O mais novo sorriu, voltando-se ao mar e contemplando o reflexo prateado da lua tremeluzindo nas ondas.

— Vamos. — falou animado erguendo-se e estendendo a mão ao garoto, que o encarou confuso — Se o mar, dançar e eu te fazem sentir-se livre, então vamos dançar no mar.

— Ficou doido?! — perguntou rindo, mas curiosamente permitindo-se ser puxado pelo garoto que retirava a capa delicadamente, seguido da máscara decorada e brilhante. Seus lábios partiram-se em incredulidade ao ver a face do rapaz.

— Talvez esteja, mas preciso me sentir livre assim essa última vez, e por mais bobo que soe, você também me faz sentir livre.

As calças de tecido leve umedeceram-se pela água salgada, giros desengonçados seguidos de risos e abraços foram feitos conforme os corpos se uniam mais, cada vez mais mergulhados na maré gelada. Os olhos castanhos de Seungmin se conectaram aos do Hwang, que soltou a máscara de veludo preto e revelou o rosto tão belo pela primeira vez, sorrindo largo pela constelação alegre que cintilava nas orbes do Kim, e então, selou seus lábios.

Não havia pressa por parte de nenhum dos dois, ambos não desejavam findar aquele contato tão íntimo e tão bom, que ao mesmo tempo que causava um fervor estranho no peito, gerava um frio na boca do estômago que só era apaziguado quando os corpos uniam-se cada vez mais, quase como se não quisessem soltar-se nunca. E, talvez, não quisessem mesmo.

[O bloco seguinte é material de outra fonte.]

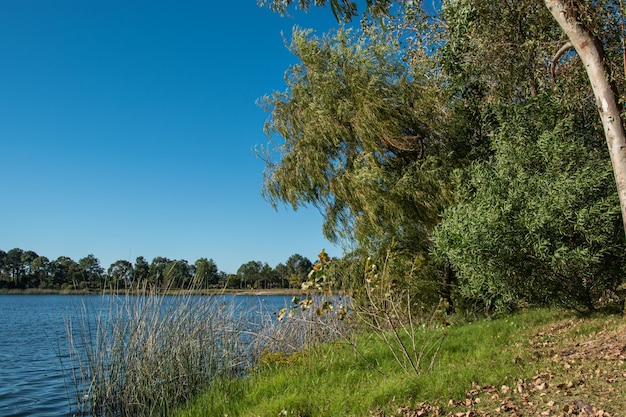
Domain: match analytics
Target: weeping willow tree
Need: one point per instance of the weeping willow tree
(358, 134)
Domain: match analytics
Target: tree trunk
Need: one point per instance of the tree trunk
(592, 55)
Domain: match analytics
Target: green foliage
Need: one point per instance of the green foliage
(330, 380)
(358, 136)
(540, 223)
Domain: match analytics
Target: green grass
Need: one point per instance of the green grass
(331, 380)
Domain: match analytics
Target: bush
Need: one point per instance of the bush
(540, 223)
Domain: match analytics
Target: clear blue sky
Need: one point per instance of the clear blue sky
(127, 129)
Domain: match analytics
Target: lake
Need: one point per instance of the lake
(34, 348)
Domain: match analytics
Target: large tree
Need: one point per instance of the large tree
(357, 135)
(514, 32)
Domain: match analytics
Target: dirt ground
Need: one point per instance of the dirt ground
(579, 371)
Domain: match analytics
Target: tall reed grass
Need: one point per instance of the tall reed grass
(143, 354)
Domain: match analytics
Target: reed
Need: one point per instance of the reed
(144, 354)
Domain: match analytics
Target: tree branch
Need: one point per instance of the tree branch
(555, 59)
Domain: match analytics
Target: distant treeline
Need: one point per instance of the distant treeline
(26, 269)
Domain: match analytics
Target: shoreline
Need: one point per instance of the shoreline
(209, 291)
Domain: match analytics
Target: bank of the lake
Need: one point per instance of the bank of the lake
(141, 291)
(36, 377)
(537, 363)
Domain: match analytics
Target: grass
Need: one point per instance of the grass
(541, 362)
(144, 355)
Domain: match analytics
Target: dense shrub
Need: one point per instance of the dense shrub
(540, 223)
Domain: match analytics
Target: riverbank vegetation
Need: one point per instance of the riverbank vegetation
(26, 272)
(533, 363)
(461, 153)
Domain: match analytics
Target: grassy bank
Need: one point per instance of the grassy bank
(534, 363)
(141, 291)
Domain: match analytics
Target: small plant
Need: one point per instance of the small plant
(387, 312)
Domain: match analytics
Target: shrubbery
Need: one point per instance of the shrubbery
(539, 223)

Quando a marcha aumentou de volume mais uma vez, Hyunjin encarava as ondas calmas sozinho, uma capa vermelha reluzente encharcada ao seu lado, e pegadas fundas largadas na areia. Minho reapareceu depois das três da manhã, os cabelos desarrumados e a fantasia já quase para fora do corpo de tanto que havia pulado. Sorriu largo e sentou-se ao lado do melhor amigo sem nada dizer, não era necessário afinal nenhuma palavra para compreender aquele olhar.

Sua fantasia de Arlequim externava a felicidade que Hyunjin exalava, mas no fim, foi ele quem foi abandonado sob a luz do luar por sua doce e bela Colombina.